Lá embaixo pessoas e carros transitavam pela rua. Gritou para que o vissem, mas sua voz se perdeu no barulho do caos urbano.

Tudo o que Dudu queria era que Mário voltasse.

No outro lado da cidade, Amélia verificava tudo pela terceira vez. O pão recheado amornava no forno desligado. Checou a salada de rúcula na geladeira, e os petiscos especiais que iria servir. Teve que contratar uma assessoria especializada para fazer um jantar sem nenhum item de origem animal. João era vegano.

Conheceu o rapaz em uma regata, no ano anterior. Havia ido por insistência de uma colega de trabalho. Laura havia passado uma semana exaltando as qualidades do rapaz.  Amélia nem pensava em se casar e não gostava de esportes ao ar livre, mas foi mesmo sem vontade e se sentindo quase coagida.

Surpreendeu-se com o jovem educado, bonito e inteligente que apareceu.  João era muito amigo do marido de Laura. Amigo de infância e de toda a vida. Não entendia como um rapaz tão interessante não tinha namorada.

Tudo o que Laura queria era encontrar uma namorada para o João.  

Naquele dia o grupo almoçou no clube, durante a conversa João e Amélia marcaram um “pic nic” no bosque. Foram muitos encontros até que ele a convidasse para conhecer o sítio onde o pai morava. O romance evoluiu tão rápido quanto os planos da moça de ir morar na França e fazer uma pós-graduação em gastronomia, sua verdadeira paixão.

Em setembro do ano seguinte veio o pedido de casamento e combinaram que o jantar de noivado seria realizado durante a festa de fim do ano.
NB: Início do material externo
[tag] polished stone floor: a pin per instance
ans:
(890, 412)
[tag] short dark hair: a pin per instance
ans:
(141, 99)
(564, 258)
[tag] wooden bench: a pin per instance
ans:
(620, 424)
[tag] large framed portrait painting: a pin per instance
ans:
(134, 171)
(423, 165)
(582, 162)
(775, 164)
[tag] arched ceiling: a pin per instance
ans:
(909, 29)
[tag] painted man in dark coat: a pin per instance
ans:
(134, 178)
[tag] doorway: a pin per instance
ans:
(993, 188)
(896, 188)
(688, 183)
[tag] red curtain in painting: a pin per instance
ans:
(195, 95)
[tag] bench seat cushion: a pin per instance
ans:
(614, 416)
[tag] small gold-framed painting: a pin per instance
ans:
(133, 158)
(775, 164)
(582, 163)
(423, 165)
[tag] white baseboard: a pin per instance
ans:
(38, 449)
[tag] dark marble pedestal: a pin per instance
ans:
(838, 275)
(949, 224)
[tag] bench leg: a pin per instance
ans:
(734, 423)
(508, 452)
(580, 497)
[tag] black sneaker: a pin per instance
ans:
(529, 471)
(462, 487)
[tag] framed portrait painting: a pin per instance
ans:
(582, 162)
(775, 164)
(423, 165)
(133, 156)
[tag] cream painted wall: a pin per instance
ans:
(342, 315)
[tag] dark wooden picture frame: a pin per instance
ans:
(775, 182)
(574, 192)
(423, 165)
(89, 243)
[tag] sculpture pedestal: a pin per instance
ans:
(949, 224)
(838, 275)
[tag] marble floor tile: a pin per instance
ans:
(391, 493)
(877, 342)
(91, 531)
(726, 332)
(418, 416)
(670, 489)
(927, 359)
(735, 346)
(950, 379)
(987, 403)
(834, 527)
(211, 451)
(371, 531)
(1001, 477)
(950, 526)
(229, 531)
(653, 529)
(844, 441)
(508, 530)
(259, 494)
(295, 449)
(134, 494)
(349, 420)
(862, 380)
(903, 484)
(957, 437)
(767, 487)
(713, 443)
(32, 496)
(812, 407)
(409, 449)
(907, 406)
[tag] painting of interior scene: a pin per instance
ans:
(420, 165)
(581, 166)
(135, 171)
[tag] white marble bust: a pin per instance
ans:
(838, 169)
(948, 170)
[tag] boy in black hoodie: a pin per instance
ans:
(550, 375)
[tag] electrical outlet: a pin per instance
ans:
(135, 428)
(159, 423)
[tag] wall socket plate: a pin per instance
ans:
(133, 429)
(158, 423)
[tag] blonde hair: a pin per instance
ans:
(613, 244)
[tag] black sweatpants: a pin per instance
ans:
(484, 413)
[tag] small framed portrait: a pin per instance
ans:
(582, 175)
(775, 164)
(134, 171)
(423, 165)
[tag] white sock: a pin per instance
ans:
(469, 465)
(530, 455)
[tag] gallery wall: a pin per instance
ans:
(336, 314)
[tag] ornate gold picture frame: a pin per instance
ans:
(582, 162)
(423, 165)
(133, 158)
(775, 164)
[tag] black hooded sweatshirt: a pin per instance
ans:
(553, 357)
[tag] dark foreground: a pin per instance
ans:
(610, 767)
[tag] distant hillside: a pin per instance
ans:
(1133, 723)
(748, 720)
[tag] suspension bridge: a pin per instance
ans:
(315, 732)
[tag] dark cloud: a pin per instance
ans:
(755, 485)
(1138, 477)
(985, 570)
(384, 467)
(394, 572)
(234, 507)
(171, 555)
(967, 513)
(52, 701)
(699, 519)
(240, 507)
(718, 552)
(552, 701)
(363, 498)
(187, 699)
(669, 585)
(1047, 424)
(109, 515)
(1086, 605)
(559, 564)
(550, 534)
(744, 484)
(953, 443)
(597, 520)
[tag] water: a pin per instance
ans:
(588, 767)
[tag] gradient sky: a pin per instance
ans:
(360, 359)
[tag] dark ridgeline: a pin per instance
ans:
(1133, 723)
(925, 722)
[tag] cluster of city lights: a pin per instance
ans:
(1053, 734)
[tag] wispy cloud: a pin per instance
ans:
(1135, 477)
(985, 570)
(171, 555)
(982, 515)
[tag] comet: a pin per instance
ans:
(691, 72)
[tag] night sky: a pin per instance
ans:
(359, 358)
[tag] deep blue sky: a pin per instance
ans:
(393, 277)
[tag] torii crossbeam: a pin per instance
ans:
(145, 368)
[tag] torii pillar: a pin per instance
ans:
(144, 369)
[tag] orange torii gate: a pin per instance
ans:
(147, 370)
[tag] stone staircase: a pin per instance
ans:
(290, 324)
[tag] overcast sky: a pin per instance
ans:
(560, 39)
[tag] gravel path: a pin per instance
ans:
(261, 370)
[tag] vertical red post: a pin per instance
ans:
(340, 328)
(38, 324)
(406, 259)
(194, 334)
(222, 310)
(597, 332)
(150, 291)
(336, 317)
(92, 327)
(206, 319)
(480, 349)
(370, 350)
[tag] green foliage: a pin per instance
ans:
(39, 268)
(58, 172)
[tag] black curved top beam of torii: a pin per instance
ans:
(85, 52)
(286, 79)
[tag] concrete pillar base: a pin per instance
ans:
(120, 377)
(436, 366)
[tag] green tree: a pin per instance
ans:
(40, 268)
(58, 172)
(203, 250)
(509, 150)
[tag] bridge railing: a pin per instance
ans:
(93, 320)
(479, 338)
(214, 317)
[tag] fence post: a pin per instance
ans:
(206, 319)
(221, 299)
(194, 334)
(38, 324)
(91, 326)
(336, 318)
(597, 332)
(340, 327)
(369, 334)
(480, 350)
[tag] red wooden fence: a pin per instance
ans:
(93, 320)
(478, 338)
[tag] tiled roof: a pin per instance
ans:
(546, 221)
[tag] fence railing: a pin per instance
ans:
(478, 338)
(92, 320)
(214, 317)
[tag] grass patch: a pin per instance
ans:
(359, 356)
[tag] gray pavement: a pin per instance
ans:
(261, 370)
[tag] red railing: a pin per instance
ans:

Tudo o que Amélia queria em 2023 era estudar na “Le Cordon Bleu” de Paris.

João pensava em desistir. O pai não queria ir para a festa. O pai não queria ir porque havia um cãozinho no sítio. Um cãozinho que apareceu para pedir comida e foi ficando. O homem não queria deixar o cachorro sozinho, e João pensava em desistir, mas não era por causa do pai. João só queria desistir, mas o pai disse que iria e resolveu levar o bichinho para o apartamento do rapaz.  O animalzinho acabou dormindo na viagem.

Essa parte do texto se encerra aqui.